Tatha
Tatha

Reputation: 1293

Bulk upload log messages to local Elasticsearch

We have a few external applications in cloud (IBM Bluemix) which logs its application syslogs in the bluemix logmet service which internally uses the ELK stack.

Now on a periodic basis, we would like to download the logs from the cloud and upload it into a local Elastic/Kibana instance. This is because storing logs in cloud services incurs cost and additional cost if we want to search the same by Kibana. The local elastic instance can delete/flush old logs which we don't need.

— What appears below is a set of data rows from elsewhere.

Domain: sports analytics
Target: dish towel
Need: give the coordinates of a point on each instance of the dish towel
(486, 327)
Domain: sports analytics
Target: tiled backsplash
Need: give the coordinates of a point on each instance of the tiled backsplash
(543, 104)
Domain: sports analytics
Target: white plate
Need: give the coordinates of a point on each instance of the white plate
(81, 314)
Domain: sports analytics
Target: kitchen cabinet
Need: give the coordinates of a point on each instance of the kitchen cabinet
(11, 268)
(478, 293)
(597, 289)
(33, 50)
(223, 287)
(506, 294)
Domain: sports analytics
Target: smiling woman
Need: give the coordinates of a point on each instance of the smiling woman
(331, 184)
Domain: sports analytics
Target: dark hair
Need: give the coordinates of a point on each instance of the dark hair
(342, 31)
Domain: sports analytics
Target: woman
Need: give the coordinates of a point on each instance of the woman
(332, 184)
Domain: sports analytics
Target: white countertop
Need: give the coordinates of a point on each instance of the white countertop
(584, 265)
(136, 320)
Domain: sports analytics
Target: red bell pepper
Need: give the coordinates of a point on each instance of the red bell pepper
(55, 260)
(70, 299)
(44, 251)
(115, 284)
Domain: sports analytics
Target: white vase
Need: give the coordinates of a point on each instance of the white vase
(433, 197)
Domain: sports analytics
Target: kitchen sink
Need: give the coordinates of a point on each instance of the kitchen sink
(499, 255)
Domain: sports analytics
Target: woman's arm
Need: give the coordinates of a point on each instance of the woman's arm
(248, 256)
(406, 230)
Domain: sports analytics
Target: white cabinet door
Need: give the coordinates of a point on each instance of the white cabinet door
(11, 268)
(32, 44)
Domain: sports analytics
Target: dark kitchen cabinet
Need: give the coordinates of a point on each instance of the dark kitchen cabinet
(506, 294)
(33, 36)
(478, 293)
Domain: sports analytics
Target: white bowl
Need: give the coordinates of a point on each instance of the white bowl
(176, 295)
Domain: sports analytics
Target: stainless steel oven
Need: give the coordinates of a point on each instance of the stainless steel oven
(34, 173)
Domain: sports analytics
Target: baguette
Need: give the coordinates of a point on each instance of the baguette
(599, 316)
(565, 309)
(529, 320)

The downloaded logs will look like this

{"instance_id_str":"0","source_id_str":"APP/PROC/WEB","app_name_str":"ABC","message":"Hello","type":"syslog","event_uuid":"474b78aa-6012-44f3-8692-09bd667c5822","origin_str":"rep","ALCH_TENANT_ID":"3213cd20-63cc-4592-b3ee-6a204769ce16","logmet_cluster":"topic3-elasticsearch_3","org_name_str":"123","@timestamp":"2017-09-29T02:30:15.598Z","message_type_str":"OUT","@version":"1","space_name_str":"prod","application_id_str":"3104b522-aba8-48e0-aef6-6291fc6f9250","ALCH_ACCOUNT_ID_str":"","org_id_str":"d728d5da-5346-4614-b092-e17be0f9b820","timestamp":"2017-09-29T02:30:15.598Z"}

{"instance_id_str":"0","source_id_str":"APP/PROC/WEB","app_name_str":"ABC","message":"EFG","type":"syslog","event_uuid":"d902dddb-afb7-4f55-b472-211f1d370837","origin_str":"rep","ALCH_TENANT_ID":"3213cd20-63cc-4592-b3ee-6a204769ce16","logmet_cluster":"topic3-elasticsearch_3","org_name_str":"123","@timestamp":"2017-09-29T02:30:28.636Z","message_type_str":"OUT","@version":"1","space_name_str":"prod","application_id_str":"dcd9f975-3be3-4451-a9db-6bed1d906ae8","ALCH_ACCOUNT_ID_str":"","org_id_str":"d728d5da-5346-4614-b092-e17be0f9b820","timestamp":"2017-09-29T02:30:28.636Z"}

I have created an index in our local elasticsearch as

curl -XPUT 'localhost:9200/commslog?pretty' -H 'Content-Type: application/json' -d'
{
    "settings" : {
        "number_of_shards" : 1
    },
    "mappings" : {
        "logs" : {
            "properties" : {
                "instance_id_str" : { "type" : "text" },
                "source_id_str" : { "type" : "text" },
                "app_name_str" : { "type" : "text" },
                "message" : { "type" : "text" },
                "type" : { "type" : "text" },
                "event_uuid" : { "type" : "text" },
                "ALCH_TENANT_ID" : { "type" : "text" },
                "logmet_cluster" : { "type" : "text" },
                "org_name_str" : { "type" : "text" },
                "@timestamp" : { "type" : "date" },
                "message_type_str" : { "type" : "text" },
                "@version" : { "type" : "text" },
                "space_name_str" : { "type" : "text" },
                "application_id_str" : { "type" : "text" },
                "ALCH_ACCOUNT_ID_str" : { "type" : "text" },
                "org_id_str" : { "type" : "text" },
                "timestamp" : { "type" : "date" }
            }
        }
    }
}'

Now to bulk upload the file, used the command

curl -XPOST -H 'Content-Type: application/x-ndjson' http://localhost:9200/commslog/logs/_bulk --data-binary '@commslogs.json'

The above command throws an error

Malformed action/metadata line [1], expected START_OBJECT or END_OBJECT but found [VALUE_STRING]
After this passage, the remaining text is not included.